= Claudia La Bianca =

American artist and filmmaker

Claudia La Bianca is a Sicilian-American artist and filmmaker. She is best known for her Miami street art and as a finalist on the filmmaking competition show On the Lot. She produced and directed several episodes of the Hannah Help Me! series for PBS and the independent feature The Journey of the Dragonfly.

== Early life ==
La Bianca was born in Sicily. She took to drawing female superheroes in her childhood as a result of being bullied by schoolboys. She was known as the girl who painted walls in her home town of Bagheria, Sicily. After losing her older brother who was a filmmaker, she decided to pursue filmmaking herself.

== Career ==
Following the completion of her studies at New York Film Academy, La Bianca was selected as a top-50 semi-finalist out of more than 12,000 submissions for the filmmaking reality series On the Lot. She helped make the team short film, Out Of Time 2, and made her own short, Blind Date, before finishing in the show's Final 18. La Bianca has gone on to direct several national commercials and music videos. In 2014, she completed her second feature film, The Journey of a Dragonfly, which was shot in Sicily and stars Katarina Morhacova.

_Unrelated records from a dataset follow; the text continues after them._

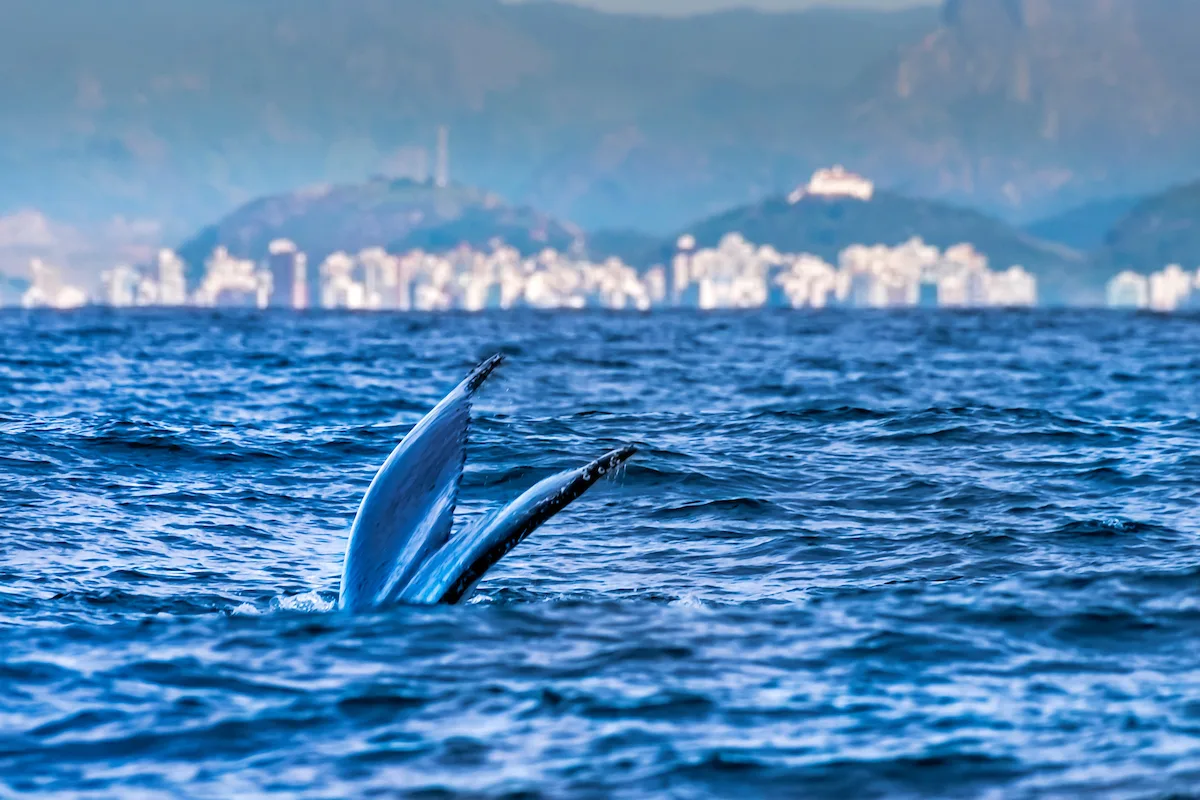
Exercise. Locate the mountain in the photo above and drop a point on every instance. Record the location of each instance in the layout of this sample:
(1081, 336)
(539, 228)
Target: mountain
(399, 215)
(827, 226)
(1033, 106)
(1084, 227)
(1161, 230)
(183, 110)
(179, 112)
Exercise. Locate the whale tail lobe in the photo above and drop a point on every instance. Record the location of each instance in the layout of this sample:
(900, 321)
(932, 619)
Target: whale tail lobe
(401, 548)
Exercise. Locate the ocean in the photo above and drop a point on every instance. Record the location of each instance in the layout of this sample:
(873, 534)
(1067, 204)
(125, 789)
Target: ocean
(859, 554)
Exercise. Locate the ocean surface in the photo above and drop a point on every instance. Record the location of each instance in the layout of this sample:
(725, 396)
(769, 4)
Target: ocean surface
(858, 555)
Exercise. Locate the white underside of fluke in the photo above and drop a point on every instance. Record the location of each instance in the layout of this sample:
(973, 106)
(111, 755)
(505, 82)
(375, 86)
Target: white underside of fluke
(401, 548)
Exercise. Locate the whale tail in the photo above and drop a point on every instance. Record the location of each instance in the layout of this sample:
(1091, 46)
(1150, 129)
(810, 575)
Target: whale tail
(401, 548)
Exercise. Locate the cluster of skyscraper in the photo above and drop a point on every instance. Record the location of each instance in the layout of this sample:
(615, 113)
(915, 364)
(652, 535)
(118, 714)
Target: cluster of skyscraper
(1169, 289)
(736, 274)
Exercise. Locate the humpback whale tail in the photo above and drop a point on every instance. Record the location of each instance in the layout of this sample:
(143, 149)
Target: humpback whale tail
(401, 548)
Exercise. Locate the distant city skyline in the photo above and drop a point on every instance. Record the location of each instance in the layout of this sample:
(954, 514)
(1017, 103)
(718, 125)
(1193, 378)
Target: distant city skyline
(687, 7)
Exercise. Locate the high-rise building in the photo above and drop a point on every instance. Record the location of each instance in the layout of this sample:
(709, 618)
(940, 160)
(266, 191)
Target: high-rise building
(289, 275)
(172, 283)
(120, 287)
(442, 176)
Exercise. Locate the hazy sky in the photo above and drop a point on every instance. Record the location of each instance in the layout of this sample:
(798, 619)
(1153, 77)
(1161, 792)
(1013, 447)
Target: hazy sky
(699, 6)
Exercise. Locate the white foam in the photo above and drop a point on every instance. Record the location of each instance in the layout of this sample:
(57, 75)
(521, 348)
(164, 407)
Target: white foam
(307, 602)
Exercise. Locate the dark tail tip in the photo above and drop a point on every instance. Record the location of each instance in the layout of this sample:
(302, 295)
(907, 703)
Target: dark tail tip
(611, 461)
(480, 373)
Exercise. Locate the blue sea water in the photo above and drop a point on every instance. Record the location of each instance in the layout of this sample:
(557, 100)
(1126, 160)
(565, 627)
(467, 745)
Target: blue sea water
(859, 554)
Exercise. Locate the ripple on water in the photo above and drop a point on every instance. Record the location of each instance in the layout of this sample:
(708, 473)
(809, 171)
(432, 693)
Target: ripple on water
(857, 555)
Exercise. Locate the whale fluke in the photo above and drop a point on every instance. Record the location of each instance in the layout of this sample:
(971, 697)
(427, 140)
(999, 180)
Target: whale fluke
(408, 510)
(451, 575)
(400, 547)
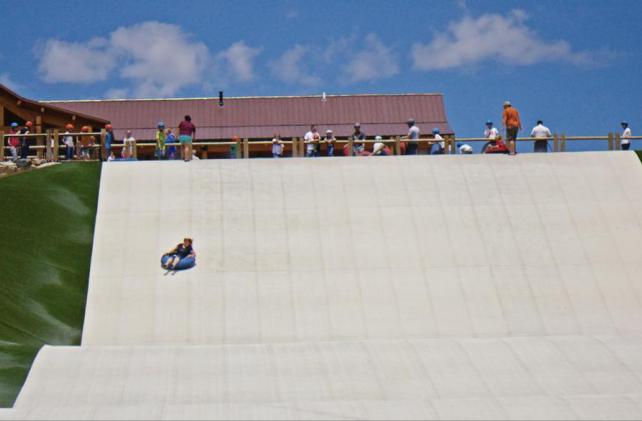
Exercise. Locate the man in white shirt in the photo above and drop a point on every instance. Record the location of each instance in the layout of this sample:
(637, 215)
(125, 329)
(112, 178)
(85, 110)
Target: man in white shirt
(277, 146)
(626, 136)
(330, 141)
(541, 133)
(413, 137)
(491, 134)
(312, 139)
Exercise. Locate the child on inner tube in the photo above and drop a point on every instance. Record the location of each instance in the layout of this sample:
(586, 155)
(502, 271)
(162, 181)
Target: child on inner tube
(181, 251)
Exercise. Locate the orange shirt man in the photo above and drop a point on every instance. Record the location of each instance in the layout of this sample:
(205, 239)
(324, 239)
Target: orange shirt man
(512, 124)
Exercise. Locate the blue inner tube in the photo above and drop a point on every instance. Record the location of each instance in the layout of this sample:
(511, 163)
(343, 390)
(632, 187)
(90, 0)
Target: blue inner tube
(186, 263)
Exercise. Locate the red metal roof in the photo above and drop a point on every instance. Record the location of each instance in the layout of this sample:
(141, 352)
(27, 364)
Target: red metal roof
(261, 117)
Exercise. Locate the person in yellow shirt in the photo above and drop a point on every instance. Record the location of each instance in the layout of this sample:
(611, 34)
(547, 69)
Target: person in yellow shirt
(160, 140)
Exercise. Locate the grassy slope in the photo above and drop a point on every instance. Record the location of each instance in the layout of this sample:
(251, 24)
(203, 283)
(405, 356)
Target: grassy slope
(47, 223)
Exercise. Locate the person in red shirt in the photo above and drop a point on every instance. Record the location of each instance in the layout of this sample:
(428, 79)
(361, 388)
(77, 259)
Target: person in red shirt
(186, 134)
(512, 124)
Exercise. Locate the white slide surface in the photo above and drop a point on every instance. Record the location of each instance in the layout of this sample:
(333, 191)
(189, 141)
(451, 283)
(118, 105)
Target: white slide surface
(397, 287)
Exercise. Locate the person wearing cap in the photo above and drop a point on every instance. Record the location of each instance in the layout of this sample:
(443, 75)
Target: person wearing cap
(68, 141)
(170, 139)
(277, 146)
(330, 141)
(109, 140)
(438, 141)
(513, 124)
(380, 148)
(312, 139)
(491, 134)
(13, 141)
(129, 146)
(413, 138)
(541, 134)
(625, 144)
(186, 135)
(160, 140)
(358, 137)
(182, 251)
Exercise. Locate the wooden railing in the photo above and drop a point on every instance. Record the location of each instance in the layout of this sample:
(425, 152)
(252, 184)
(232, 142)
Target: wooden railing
(293, 147)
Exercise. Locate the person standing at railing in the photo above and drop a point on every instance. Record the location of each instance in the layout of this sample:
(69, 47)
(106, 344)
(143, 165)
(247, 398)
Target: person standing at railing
(541, 133)
(358, 148)
(68, 141)
(186, 135)
(413, 138)
(160, 140)
(24, 140)
(277, 146)
(13, 141)
(513, 124)
(438, 141)
(330, 141)
(491, 134)
(626, 136)
(129, 145)
(311, 139)
(170, 139)
(109, 140)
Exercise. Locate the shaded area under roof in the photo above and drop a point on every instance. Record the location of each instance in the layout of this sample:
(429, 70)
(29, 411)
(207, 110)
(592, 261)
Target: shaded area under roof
(261, 117)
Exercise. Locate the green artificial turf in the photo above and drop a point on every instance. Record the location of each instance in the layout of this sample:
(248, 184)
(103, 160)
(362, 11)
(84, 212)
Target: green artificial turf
(47, 223)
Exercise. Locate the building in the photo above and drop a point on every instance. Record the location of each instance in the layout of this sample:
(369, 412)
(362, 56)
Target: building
(254, 118)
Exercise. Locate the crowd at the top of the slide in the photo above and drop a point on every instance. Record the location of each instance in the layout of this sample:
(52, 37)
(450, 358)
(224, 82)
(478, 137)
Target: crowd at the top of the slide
(83, 147)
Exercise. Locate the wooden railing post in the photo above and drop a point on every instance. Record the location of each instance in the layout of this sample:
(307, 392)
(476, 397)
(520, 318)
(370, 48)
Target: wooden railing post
(246, 148)
(56, 146)
(39, 141)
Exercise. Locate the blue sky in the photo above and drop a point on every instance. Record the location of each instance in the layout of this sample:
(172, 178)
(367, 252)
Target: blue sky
(575, 64)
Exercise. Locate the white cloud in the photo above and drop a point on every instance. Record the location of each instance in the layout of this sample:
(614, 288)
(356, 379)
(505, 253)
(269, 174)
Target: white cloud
(239, 60)
(159, 58)
(351, 58)
(293, 67)
(6, 80)
(491, 37)
(153, 59)
(74, 62)
(117, 93)
(374, 61)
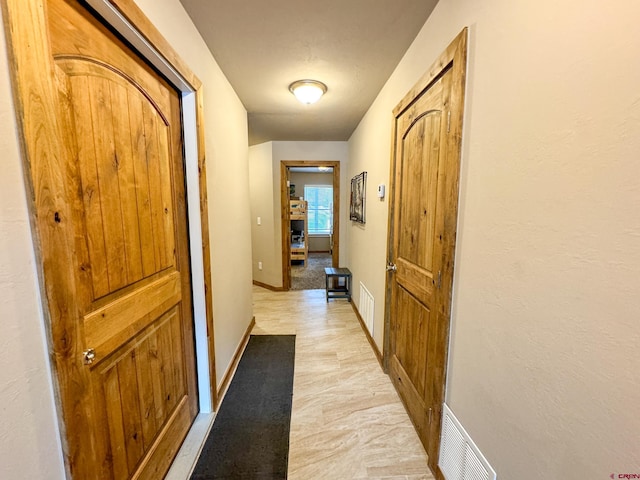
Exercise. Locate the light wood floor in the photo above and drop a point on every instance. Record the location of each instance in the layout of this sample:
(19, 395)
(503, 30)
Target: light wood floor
(347, 420)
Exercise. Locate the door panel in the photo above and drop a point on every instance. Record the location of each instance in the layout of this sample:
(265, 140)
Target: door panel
(127, 410)
(416, 249)
(423, 215)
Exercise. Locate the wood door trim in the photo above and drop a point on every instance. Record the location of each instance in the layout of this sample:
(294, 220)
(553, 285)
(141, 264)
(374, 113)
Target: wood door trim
(39, 135)
(454, 57)
(284, 212)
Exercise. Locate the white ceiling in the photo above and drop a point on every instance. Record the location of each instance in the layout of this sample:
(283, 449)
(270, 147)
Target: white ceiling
(264, 45)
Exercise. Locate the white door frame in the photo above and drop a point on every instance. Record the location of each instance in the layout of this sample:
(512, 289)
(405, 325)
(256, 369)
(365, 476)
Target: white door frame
(190, 138)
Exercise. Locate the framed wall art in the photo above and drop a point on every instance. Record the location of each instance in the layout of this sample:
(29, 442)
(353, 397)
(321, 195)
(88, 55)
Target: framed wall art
(358, 197)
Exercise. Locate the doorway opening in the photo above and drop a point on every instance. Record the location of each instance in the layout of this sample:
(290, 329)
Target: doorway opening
(310, 201)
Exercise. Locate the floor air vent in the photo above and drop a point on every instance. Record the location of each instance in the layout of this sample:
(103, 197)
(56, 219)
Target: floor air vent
(366, 307)
(460, 459)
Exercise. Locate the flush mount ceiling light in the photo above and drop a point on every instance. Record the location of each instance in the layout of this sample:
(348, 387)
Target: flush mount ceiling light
(308, 91)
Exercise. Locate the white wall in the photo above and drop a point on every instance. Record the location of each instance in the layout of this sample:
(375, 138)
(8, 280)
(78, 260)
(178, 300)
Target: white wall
(262, 193)
(29, 440)
(544, 368)
(29, 445)
(265, 198)
(227, 179)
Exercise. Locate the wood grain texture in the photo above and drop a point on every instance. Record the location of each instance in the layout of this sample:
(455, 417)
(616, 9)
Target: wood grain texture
(347, 421)
(90, 112)
(107, 327)
(426, 141)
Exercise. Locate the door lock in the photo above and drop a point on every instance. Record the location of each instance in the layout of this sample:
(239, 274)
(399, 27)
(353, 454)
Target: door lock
(89, 356)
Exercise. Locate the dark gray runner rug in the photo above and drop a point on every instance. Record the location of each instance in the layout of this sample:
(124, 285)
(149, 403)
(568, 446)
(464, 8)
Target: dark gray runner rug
(249, 438)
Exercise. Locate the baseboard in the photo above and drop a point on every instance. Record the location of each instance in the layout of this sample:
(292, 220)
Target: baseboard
(231, 369)
(268, 287)
(372, 342)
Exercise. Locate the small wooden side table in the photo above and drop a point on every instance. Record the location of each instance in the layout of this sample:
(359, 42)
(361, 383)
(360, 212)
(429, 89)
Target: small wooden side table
(332, 282)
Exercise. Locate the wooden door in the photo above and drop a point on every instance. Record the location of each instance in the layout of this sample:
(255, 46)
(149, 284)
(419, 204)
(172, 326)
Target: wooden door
(423, 220)
(108, 187)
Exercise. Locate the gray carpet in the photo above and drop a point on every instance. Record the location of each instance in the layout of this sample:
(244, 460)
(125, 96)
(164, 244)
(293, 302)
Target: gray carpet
(310, 275)
(250, 435)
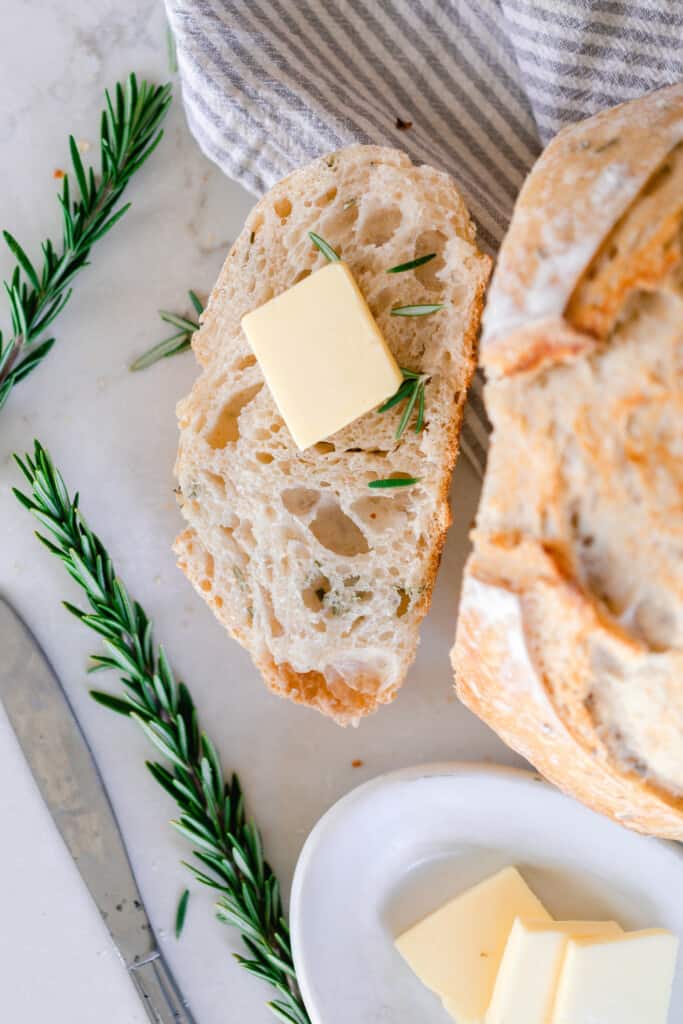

La Bianca is known for her vibrant large-scale murals in the Wynwood district of Miami. Her artworks have been featured on CNN, CBS News, and Telemundo and she has sold installations in New York, Los Angeles, Philadelphia, and Italy. She specializes in murals, sculpture, paintings, sketches, characters, and fashion illustrations. La Bianca's works message themes of unity, female empowerment, and individuality. Her 2018 mural, "Unite in Love" drew widespread attention for featuring the embrace of first ladies Michelle Obama and Melania Trump. Following the 2020 COVID-19 pandemic, La Bianca painted a mural titled "Our Heroes" on the Jackson Memorial Hospital in Miami. It features four female nurses stylized as comic superheroes. Several hospitals commissioned similar installations.